The city wraps me in its arms. The subways take me on an underground journey. Faces pass over me. Their reflections in the dirty windows. My reflection: a sad girl. I am floating, wrapped in the arms of a stranger. This is my home. This is not my home. As the subway shakes and we collide against the rails, against time, against energy, I lose myself. I think of the first time I started living here in the city of my dreams. Not anyone else’s dream. I know this city is most people’s dream. But it’s a different dream for me. Or it was. For me it was about me. I had to do something big. I had lived the immigrant life. I had learned to love two cultures inside me, two parts of me that collide everyday, that want to fight me. I love the parts in me that are different. I love the Farsi I have kept, the mother tongue that I speak, the way I can also write poetically in three languages if I let my heart speak. I also love my dreams in English. I love that it’s still a learning process, that I find new challenges everyday, as a writer, as a bilingual, as a woman. But in order to dream big I had to challenge myself even more. I had to break away from family because I had to feel like I could do it alone. I had to let go of my mother’s hands. My mother, who was with me every step of the way, as we climbed together, as we taught each other how to speak the new language. When I cried, she cried with me, she felt my pain, she told me I could do it, she believed in me. I had to dream big, not just for me, but for her. I dream for my father, the man who made me want to love the America he was in love with. The man who broke away to give me something better. The man who is many years my senior, but who always follows close by, always by my side, always on my side. Many people dream. I made mine come true. I took the city by the fingertips and I hoped to become something. I was in the biggest delusion. I was dreaming bigger than I intended. I dreamed for the wrong reasons. Maybe.
The subway takes me underground. Everyday. I am doing the same thing. I am repeating myself, over and over, everyday envisioning that I may be growing. But I am not so sure that I am. I am seeing nothing new anymore. I am just moving, the same, the same. This sameness, this repetition makes me bored, makes me hate myself, makes me feel like I am letting myself down. I have to do something. BIG. I have a gift. It would be insulting to my mother, to my father if I kept living like this. If I became no one. If I did nothing.
What have I become?
I have to take a new route. I have to walk a different street. But then what? What will I see? How will my perspective on life change? How will I become better? How can I help society? What am I supposed to do? Keep writing? To what end? For what cause?

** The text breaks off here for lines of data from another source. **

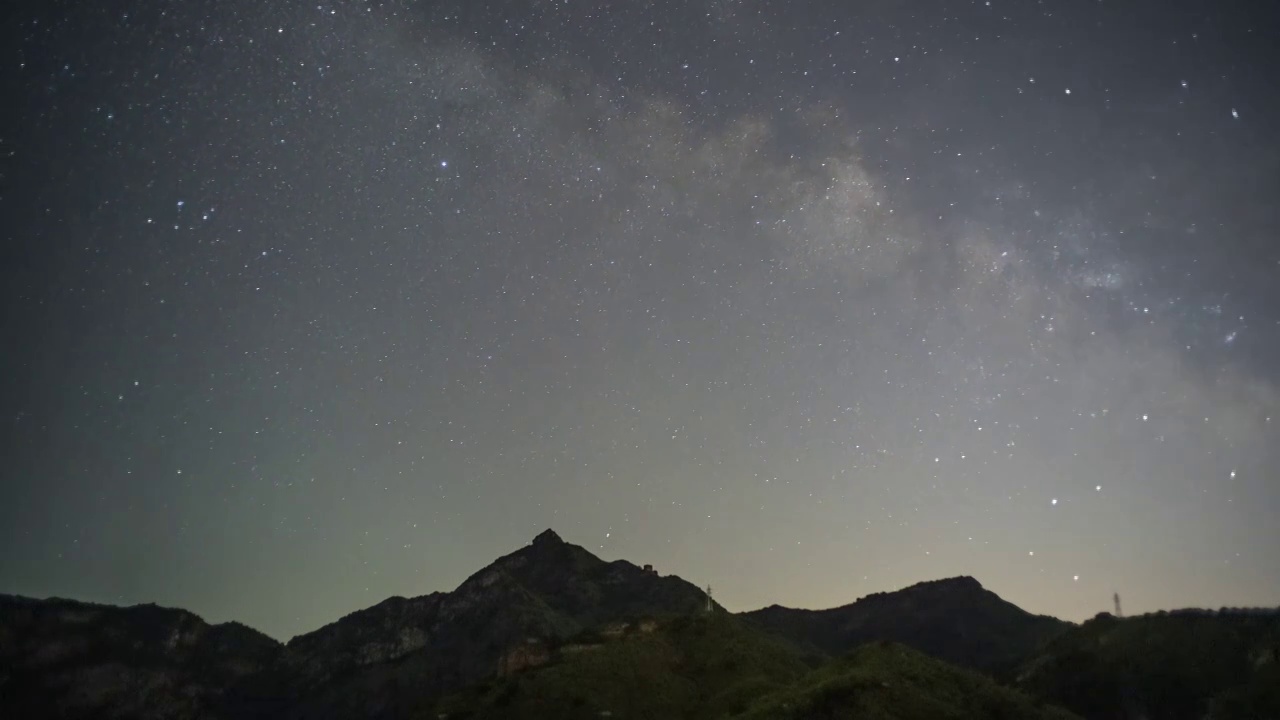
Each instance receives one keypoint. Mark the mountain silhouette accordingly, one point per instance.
(952, 619)
(552, 630)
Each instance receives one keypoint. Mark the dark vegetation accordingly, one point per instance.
(551, 630)
(1184, 665)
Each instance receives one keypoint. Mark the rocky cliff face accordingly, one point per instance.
(423, 647)
(65, 659)
(954, 619)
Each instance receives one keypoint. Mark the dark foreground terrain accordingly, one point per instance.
(551, 630)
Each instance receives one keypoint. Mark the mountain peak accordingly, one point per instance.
(547, 538)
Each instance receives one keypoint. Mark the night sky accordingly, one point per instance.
(306, 305)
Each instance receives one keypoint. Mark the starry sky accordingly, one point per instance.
(306, 305)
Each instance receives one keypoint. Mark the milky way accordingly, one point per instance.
(311, 305)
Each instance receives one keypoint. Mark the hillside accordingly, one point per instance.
(403, 652)
(954, 619)
(67, 659)
(720, 666)
(892, 682)
(691, 666)
(1185, 665)
(551, 630)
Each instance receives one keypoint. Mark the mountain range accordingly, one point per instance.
(552, 630)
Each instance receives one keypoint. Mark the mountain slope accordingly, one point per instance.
(690, 666)
(955, 619)
(401, 652)
(711, 666)
(1184, 665)
(67, 659)
(894, 682)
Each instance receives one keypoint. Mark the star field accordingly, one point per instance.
(311, 305)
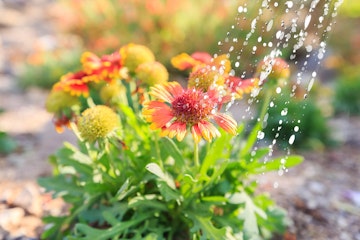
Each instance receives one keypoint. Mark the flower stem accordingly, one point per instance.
(196, 154)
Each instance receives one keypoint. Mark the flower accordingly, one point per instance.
(105, 68)
(73, 83)
(239, 87)
(97, 123)
(184, 61)
(132, 55)
(204, 77)
(152, 73)
(176, 110)
(112, 92)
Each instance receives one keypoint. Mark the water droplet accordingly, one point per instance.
(311, 83)
(296, 128)
(280, 34)
(307, 21)
(289, 4)
(291, 139)
(269, 25)
(260, 135)
(284, 112)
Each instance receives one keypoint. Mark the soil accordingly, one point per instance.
(322, 195)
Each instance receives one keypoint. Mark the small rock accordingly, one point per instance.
(11, 218)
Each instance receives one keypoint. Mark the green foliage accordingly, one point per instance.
(347, 88)
(46, 68)
(133, 184)
(133, 193)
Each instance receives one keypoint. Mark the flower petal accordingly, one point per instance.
(196, 133)
(226, 122)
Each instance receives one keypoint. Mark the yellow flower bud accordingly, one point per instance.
(111, 92)
(132, 55)
(152, 73)
(205, 76)
(97, 123)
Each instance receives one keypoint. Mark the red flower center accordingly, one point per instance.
(192, 106)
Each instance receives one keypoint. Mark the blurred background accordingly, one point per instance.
(41, 40)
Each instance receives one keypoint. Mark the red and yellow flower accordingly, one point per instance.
(176, 111)
(73, 83)
(105, 68)
(237, 87)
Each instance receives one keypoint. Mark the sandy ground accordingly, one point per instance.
(321, 195)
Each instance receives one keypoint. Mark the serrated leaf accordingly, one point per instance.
(147, 201)
(216, 152)
(172, 149)
(167, 192)
(156, 170)
(105, 234)
(208, 230)
(214, 199)
(61, 185)
(277, 163)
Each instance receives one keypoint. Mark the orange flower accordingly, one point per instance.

I do not belong. Anywhere. Nowhere on a map, there is nowhere I can point to and say, this, this right here is mine. Nothing is mine. Not Tehran. Not Madrid. Not Virginia. Not New York. Not Brussels. Not Paris. Not the places I visit, not the places I live, not the places I am. I am no one. I am something. I have no home. I am…
When did I stop dreaming? Maybe I took it too far, with this dream. Maybe I have to wake up and change something. Again. Change.
To what end?
The immigration cycle: Dreaming in English
The immigration cycle. The ones who come, again, to start a new life. We have new people in the house, with new dreams. I am seeing it all over again, what they are going through. The first weeks are exciting. There is vibrant energy. Then nostalgia hits, memories are reminisced, bad, uneasy feelings surface. I have been there. I have felt it, in my way. And now they are going to feel it. Those of us who’ve become citizens point them to a direction, give them hope, and help them move forward. This American dream is so bizarre nowadays. These fresh minds who come from an abyss of dictatorship and censorship. They come and write, uncensored. My father says that your homeland is where you are respected, where you are loved. I disagree with my father. I have many homes and while I’ve felt respected, I have also felt alienated and bitter and yet I have called it home. I don’t know if our newcomers have felt alienated yet. This is a cycle. People coming into our house with bigger, broader, more perilous dreams. They come and as soon as they step in, it’s a dream for them. They want to start right away, begin things, write things, dream in English. Meanwhile, I envy them for dreaming in Farsi. I cannot remember the last time I dreamed in my mother tongue. These newcomers want to feel loved right away in a country that doesn’t know them yet. They want to dream for themselves. They want so many things and I am afraid that the excitement will end, that they will soon see flaws, that they will feel desperate. I have felt all kinds of things and don’t want to see them go through those feelings.
Why do we keep dreaming? What happened to our homeland? What happened to us?
I am conflicted, but this conflict is not new, nor is it troublesome. It is something to think about, discuss, and analyze. Perhaps our newcomers will resolve their conflicts before I do, and perhaps then they can help me. I am hopeful for them and I know they will find everything soon. But it will take time. They have to be willing to struggle and go through the pain. They have to learn before they can start dreaming in English.
And I will be here. I will help them. I will hope with them. I will have my dreams in English, converse with them in Farsi. I will be the translator. I will be the interpreter. I will hope that one day we no longer feel obliged to speak a particular tongue, that we can just be ourselves, that something else other than a new land will excite us.